A presença da China no Brasil vai muito além da expansão das montadoras de carros elétricos. Em 2025, o gigante asiático reforçou sua aposta no país com investimentos bilionários em setores considerados essenciais para a nova economia de baixo carbono, como energia renovável, mineração de minerais críticos e produção industrial ligada à mobilidade elétrica.
Segundo relatório divulgado pelo Conselho Empresarial Brasil-China (CEBC), os investimentos chineses no Brasil somaram US$ 6,1 bilhões em 2025, um crescimento de 45% em relação ao ano anterior. Com esse volume, o Brasil voltou a ocupar a liderança global como principal destino dos aportes chineses, concentrando 10,9% de todos os investimentos realizados pela China no exterior.

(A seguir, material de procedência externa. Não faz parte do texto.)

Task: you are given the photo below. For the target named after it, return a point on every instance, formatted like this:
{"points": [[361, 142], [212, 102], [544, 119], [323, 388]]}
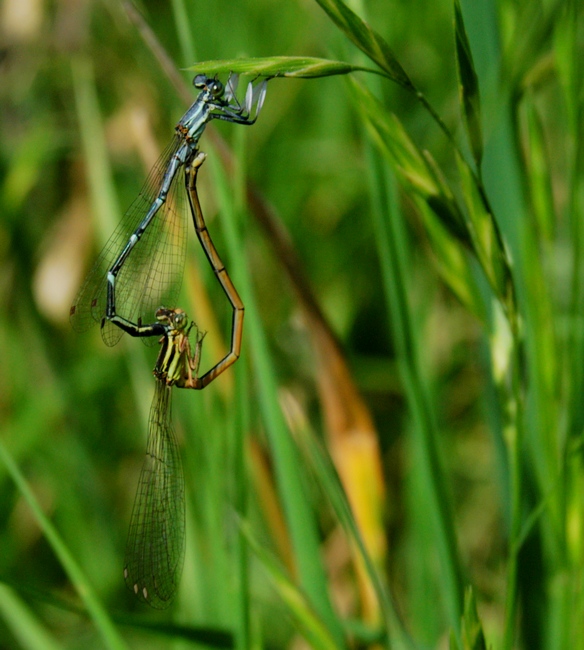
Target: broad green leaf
{"points": [[468, 86], [299, 67], [367, 40]]}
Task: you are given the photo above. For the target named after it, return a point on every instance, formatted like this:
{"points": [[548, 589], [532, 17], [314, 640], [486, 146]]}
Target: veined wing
{"points": [[152, 273], [155, 547]]}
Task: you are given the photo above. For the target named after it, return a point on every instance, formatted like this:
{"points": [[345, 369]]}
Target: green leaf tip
{"points": [[295, 67]]}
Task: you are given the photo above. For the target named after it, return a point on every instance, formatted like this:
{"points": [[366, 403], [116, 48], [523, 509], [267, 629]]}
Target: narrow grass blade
{"points": [[95, 609], [309, 623], [367, 40], [23, 624], [329, 481], [392, 251], [299, 516], [295, 67], [410, 164], [488, 243], [468, 86]]}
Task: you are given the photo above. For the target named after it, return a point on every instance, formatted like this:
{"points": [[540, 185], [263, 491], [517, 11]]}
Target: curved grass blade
{"points": [[155, 547], [295, 67], [367, 40], [152, 274]]}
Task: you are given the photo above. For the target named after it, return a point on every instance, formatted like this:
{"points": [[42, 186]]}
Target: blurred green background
{"points": [[439, 369]]}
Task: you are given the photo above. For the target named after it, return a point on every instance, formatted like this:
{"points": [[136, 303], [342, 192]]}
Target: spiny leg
{"points": [[220, 272]]}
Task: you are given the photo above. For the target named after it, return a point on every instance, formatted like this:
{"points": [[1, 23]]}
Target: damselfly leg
{"points": [[141, 265]]}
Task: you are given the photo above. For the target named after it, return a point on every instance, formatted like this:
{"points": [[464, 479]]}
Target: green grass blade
{"points": [[367, 40], [390, 238], [95, 609], [468, 86], [299, 606], [294, 67], [300, 517], [23, 624]]}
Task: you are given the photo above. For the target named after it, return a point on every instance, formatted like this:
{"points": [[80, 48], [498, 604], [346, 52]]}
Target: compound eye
{"points": [[216, 88], [179, 319], [161, 314]]}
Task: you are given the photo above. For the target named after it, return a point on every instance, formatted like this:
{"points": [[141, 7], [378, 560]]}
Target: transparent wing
{"points": [[155, 548], [152, 274]]}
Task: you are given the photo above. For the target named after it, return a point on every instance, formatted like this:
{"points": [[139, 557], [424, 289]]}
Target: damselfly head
{"points": [[231, 86], [255, 96], [179, 319], [213, 86]]}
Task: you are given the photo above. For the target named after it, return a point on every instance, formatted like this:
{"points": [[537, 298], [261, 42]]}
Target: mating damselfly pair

Brasil entra no mapa estratégico da China
O avanço dos investimentos revela uma mudança importante na estratégia chinesa: o foco deixou de ser apenas comercial e passou a envolver a construção de uma cadeia produtiva completa voltada à eletrificação e à transição energética.
O setor automotivo foi um dos destaques, atraindo US$ 965 milhões em novos investimentos, alta de 66% em comparação com 2024.
Entre os principais movimentos estão:
- expansão das operações da BYD em Camaçari (BA);
- avanço da GWM em Iracemápolis (SP);
- parceria estratégica entre Geely Auto e Renault do Brasil.
O relatório destaca que o crescimento acelerado dessas marcas fez surgir uma nova percepção no mercado brasileiro: o carro elétrico passou a ser fortemente associado às montadoras chinesas.
Energia limpa e minerais críticos entram no centro da disputa
Mais do que fabricar veículos, a China está investindo nos pilares que sustentam toda a cadeia da mobilidade elétrica.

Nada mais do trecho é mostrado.